Итак, я поехал на метро. Я не знал, зачем и к кому направляюсь в больницу Сальпетриер, и решил навестить это не слишком веселое заведение по причине, так сказать, письменного вызова. С двенадцатичасовой почтой я получил в своем сыскном бюро на улице Птишан весьма таинственное письмо, которое меня заинтриговало. Вот это-то письмо, прочитанное уже несколько раз, я снова изучал в вагоне метро первого класса, уносящего меня в нужном направлении. Оно гласило: "Дорогой товарищ, я обращаюсь к тебе, хотя ты стал сыщиком, но ведь ты не из полиции, и к тому же я знал тебя совсем мальчуганом…" Письмо было подписано Авелем Бенуа. Авель Бенуа? Я не знал человека с таким именем ни в детстве, ни позже. У меня были кое-какие соображения - самые общие - о той возможной среде, из которой исходило это послание, но ни о каком Авеле Бенуа я не слыхивал. Вот что писал дальше этот тип: "Один подонок замышляет грязное дело. Зайди ко мне в больницу Сальпетриер, палата 10, койка …" Потом шло неразборчиво - то ли 15, то ли 4 - на выбор. "…Я объясню тебе, как избавить ребят от неприятностей. С братским приветом. Авель Бенуа". Без даты - число указано только на штемпеле, которым погашена марка в почтовом отделении на бульваре Массена. Почерк писавшего казался неуверенным, кроме подписи, выполненной решительным росчерком пера. Впрочем, это вполне понятно. Если пришлось завалиться на больничную койку за казенный счет, значит, здоровье оставляет желать лучшего, а если дрожат руки, то это отражается на письме. К тому же колени - плохая замена письменного стола. Адрес на конверте был написан другим почерком, бумага - дешевая, линованная. Казалось, что письмо несколько дней носили в кармане или в сумочке, прежде чем бросить в почтовый ящик. Принюхавшись, можно было уловить слабый запах дешевых духов. Этот тип, по-видимому, попросил отправить письмо какую-нибудь медсестру, не слишком пунктуальную в часы, свободные от дежурства. По тону письма можно было заключить, что мой корреспондент не любит полицию и что какая-то опасность угрожает нашим общим друзьям (?), поскольку некий парень возымел преступные намерения.

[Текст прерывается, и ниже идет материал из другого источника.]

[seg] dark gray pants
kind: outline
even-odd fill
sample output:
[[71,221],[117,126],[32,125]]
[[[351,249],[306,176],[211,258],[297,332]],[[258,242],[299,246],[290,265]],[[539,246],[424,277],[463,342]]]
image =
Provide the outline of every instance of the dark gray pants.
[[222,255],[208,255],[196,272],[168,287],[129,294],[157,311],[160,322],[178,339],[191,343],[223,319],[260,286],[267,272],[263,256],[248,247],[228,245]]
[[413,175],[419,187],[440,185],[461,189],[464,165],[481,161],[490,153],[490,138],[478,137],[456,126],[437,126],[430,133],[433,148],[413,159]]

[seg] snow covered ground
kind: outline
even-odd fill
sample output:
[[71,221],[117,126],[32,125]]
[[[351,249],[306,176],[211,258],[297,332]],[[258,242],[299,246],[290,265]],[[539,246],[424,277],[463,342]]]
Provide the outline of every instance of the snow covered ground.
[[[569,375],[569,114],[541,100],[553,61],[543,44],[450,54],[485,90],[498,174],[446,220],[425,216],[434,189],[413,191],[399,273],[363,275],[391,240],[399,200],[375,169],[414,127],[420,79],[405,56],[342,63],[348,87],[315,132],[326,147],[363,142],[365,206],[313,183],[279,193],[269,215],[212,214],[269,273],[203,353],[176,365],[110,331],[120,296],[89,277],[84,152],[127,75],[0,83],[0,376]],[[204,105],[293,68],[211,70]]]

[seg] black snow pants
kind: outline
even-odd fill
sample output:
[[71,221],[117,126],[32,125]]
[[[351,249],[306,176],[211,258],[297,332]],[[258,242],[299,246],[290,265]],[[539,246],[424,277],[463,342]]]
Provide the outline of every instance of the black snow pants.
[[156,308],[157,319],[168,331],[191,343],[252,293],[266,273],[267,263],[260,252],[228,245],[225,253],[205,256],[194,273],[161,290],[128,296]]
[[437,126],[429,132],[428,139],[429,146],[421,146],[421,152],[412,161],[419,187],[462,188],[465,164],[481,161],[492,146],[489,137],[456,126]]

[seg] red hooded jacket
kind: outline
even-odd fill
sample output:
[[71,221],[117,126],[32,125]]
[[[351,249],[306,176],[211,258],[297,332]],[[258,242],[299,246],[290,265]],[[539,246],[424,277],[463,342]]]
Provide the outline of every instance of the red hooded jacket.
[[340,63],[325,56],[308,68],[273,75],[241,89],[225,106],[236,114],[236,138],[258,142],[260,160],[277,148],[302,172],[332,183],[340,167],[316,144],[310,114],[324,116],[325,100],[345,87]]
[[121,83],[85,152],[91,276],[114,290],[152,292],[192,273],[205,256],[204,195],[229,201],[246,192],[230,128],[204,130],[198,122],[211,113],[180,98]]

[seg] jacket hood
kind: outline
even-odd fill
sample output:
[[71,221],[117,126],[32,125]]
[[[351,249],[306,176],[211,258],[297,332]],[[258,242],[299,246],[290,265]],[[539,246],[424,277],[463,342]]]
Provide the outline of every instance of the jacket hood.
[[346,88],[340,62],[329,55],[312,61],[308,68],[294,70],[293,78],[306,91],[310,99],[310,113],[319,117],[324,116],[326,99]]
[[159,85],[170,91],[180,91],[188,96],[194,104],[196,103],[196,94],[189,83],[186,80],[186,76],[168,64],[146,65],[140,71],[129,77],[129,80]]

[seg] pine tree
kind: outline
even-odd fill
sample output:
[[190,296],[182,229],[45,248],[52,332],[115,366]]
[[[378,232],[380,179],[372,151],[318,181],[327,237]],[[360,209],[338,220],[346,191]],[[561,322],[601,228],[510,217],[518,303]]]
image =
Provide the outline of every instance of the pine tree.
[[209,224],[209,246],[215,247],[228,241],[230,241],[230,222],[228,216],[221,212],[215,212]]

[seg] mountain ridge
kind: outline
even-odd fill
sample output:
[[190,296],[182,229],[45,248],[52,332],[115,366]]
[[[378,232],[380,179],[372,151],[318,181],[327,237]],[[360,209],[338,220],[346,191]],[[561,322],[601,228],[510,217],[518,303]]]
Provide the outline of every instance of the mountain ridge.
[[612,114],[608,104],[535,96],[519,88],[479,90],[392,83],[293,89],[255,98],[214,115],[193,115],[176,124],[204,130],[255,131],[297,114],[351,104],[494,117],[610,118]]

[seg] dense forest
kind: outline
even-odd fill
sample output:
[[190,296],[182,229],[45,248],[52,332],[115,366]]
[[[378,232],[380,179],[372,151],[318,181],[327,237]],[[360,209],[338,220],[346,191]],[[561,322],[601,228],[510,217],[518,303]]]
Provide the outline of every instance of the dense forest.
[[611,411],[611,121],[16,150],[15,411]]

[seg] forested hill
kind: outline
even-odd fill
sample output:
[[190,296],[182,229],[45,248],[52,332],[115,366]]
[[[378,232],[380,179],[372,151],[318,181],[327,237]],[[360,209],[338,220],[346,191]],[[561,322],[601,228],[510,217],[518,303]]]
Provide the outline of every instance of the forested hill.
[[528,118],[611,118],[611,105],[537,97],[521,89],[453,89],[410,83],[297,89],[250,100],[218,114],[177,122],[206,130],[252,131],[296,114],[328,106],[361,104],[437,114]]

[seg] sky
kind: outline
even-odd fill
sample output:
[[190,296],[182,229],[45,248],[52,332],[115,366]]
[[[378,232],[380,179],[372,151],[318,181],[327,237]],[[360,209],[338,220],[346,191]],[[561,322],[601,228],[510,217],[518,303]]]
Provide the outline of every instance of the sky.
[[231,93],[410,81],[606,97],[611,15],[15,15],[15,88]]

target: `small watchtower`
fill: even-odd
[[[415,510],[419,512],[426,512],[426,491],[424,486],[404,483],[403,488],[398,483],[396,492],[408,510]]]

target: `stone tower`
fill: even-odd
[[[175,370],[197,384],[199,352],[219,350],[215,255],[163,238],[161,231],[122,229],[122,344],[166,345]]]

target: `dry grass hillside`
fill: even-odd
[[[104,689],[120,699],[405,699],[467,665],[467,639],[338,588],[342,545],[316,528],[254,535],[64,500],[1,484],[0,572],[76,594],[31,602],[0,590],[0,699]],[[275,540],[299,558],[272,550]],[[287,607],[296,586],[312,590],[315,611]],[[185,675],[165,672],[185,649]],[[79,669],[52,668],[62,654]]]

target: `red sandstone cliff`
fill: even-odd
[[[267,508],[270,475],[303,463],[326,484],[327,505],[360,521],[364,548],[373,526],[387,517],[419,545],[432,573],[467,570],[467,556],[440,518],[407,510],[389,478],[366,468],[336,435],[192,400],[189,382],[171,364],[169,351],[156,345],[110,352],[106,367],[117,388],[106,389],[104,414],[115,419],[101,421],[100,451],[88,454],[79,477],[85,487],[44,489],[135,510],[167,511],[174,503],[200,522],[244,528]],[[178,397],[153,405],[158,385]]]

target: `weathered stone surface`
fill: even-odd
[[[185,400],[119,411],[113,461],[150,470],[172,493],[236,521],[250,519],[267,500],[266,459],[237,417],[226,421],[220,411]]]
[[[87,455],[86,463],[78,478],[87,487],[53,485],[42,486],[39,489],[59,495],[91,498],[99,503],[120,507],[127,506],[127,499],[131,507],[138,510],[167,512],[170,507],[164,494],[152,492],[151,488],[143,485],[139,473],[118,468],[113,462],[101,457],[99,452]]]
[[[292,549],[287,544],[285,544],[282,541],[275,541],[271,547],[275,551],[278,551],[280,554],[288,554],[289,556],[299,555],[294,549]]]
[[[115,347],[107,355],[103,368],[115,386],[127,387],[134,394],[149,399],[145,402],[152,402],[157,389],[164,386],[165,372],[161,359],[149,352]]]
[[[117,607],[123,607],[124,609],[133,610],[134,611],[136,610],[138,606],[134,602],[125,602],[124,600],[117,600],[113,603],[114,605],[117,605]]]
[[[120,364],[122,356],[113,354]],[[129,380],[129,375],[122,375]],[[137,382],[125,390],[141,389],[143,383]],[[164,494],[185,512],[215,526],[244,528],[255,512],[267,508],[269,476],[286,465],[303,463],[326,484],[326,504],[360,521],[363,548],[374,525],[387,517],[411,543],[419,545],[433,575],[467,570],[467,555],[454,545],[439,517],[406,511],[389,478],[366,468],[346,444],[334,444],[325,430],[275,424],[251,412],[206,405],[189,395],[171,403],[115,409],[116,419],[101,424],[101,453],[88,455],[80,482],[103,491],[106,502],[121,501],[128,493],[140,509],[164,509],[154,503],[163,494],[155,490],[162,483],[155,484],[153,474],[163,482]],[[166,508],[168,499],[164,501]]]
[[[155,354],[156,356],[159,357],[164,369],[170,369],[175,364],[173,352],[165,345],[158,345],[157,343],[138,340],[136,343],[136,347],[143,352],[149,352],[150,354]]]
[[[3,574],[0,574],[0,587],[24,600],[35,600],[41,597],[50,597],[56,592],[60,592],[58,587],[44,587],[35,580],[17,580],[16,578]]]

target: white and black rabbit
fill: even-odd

Я сложил письмо и засунул его между другими бумажками, которые постоянно ношу с собой, подумав, что напрасно затеял эту бесплодную игру в пустые предположения. К чему без толку терять время, если я все равно сейчас увижу этого таинственного якобы знакомого со мной больного? Если только… Мысль о том, что меня, может быть, разыгрывают, раньше не приходила мне в голову, но внезапно меня осенило. Авель! Тебе это что-нибудь говорит, Нестор? А ну-ка поразмысли хорошенько - ведь это твой хлеб. Авель! А вдруг подонка, замышляющего грязное дело, зовут Каин? Ну, каково? Вот уж обхохочешься! Первоапрельская шуточка в середине ноября, как напоминание о весне какого-нибудь утонченного любителя мистификаций. А если это и в самом деле так?
Все равно все скоро выяснится. Пока же можно оглядеться: не найдется ли пара ножек в нейлоне, достойных привлечь внимание серьезного человека? Это меня отвлекло бы. Даже жертвы мистификаций имеют право отвлечься. В вагоне первого класса в этом отношении - я говорю о женских ножках, стройных, обтянутых тончайшим нейлоном и закинутых одна на другую, что нисколько не портит впечатления. - обычно все в порядке. Бывают, конечно, дни удачные и неудачные. Похоже - вот дурное предзнаменование! - в этот день мне не повезло. Была, правда, воздушная блондинка в глубине вагона, но она сидела ко мне спиной. Что же касается остальных пассажиров - представителей сильного пола, - не знаю и не хочу знать, какие у них были ноги, однако рожи у большинства из них были гнусные. Два юнца напротив меня, к примеру, - что-то вроде вырядившихся для похода в кондитерскую младших продавцов из галантерейной лавки. Часть этого вагона первого класса была отведена под второй класс, и юнцы не сводили глаз со стеклянной перегородки, разделявшей вагон. Они уставились в нее так, что стукались головами. Поминутно пихали друг друга локтями, как законченные олухи, глупо ухмылялись и строили шутовские гримасы, чтобы привлечь к себе внимание. Возможно, они тоже направлялись в больницу Сальпетриер, и если так, то определенно для лечения. Жаль, что профессора Шарко нет в живых с 1893 года. Для него это были бы два интересных случая.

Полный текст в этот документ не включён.